Double Big Forest Cabin, vintage city jigsaw puzzles. Most of the groups decided to play rock band. The most fascinating aspect of this free-play activity was that the groups spent most of the time coming up with roles and rules instead of actually engaging in the role-play. They first decided who everyone on the group was going to be. As is typical with second-graders, one kid stepped up as the leader and started assigning roles. When she told one little girl that she'd be the drummer, the little girl said, I don't want to be the drummer; I want to be a veterinarian.
The game came to a screeching halt. After all, there aren't too many veterinarians in rock bands these days. Kids start really focusing in on rules at around age 7. They are beginning to see how big the world really is, and the concept of rules to govern behavior, interactions, and communication is extremely comforting to them. They develop elaborate rules for how they play, talk, and generally conduct themselves. And they hold others in their social sphere to these same rules.
This presents really interesting implications when designing virtual environments. We know kids like rules, but when the rules for a game become too limiting or too difficult to follow, they'll find something else to do. The trick is to develop a clear set of rules that are easy to understand and follow, but flexible enough for kids to make their own. This is easier for games with specific objectives, and it's more difficult for environments that rely on exploration and self-expression.
Woodland Cottages, Falcon
4 Puzzles, The Evacuees, Gibsons
So what happened with our rock band? The young ringleader, who struggled with the idea of a veterinarian in the midst of her musicians, was able to bend her rules to create a compromise. Well .. you can be the VETERINARIAN drummer! The aspiring veterinarian was happy, the leader was happy, and the other players were comforted at the possibility that one could be both a veterinarian and a drummer at the same time.

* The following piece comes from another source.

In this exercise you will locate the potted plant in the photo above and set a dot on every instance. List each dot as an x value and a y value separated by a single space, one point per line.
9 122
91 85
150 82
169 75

Saving, Storing, Sharing, and Collecting
Children are able to grasp the concept of permanence at a pretty early age. If you move a toddler's toy from in front of the couch to behind the couch, she'll know that the object still exists, but it's just hidden from view. What's missing from the toddler perspective, however, is the idea of continuity-if a toy is behind the couch when you leave the room, it will still be behind the couch when you come back to the room, not in the toy box where it usually is. Kids figure out the continuity concept at around age 3, but they're not able to apply it to intangible ideas or situations until they turn 6. For example, a 4-year-old will expect a movie or TV show to start from the beginning when he turns it on, while an older child will expect it to pick up where he left off. In fact, this older child will become distressed if the movie does not start up from the point at which he turned it off.
The Haberdashers Shoppe, Falcon
In Webkinz, kids collect and care for virtual pets. (These have an offline component too, which we'll discuss shortly.) They build houses, which they can then furnish and decorate, for their pets, and can take their pets on adventures to play games and compete in contests. There are also a few daily activities, which kids can only play once a day, allowing them to collect rewards and kinzcash, which they can use to buy stuff for their pets.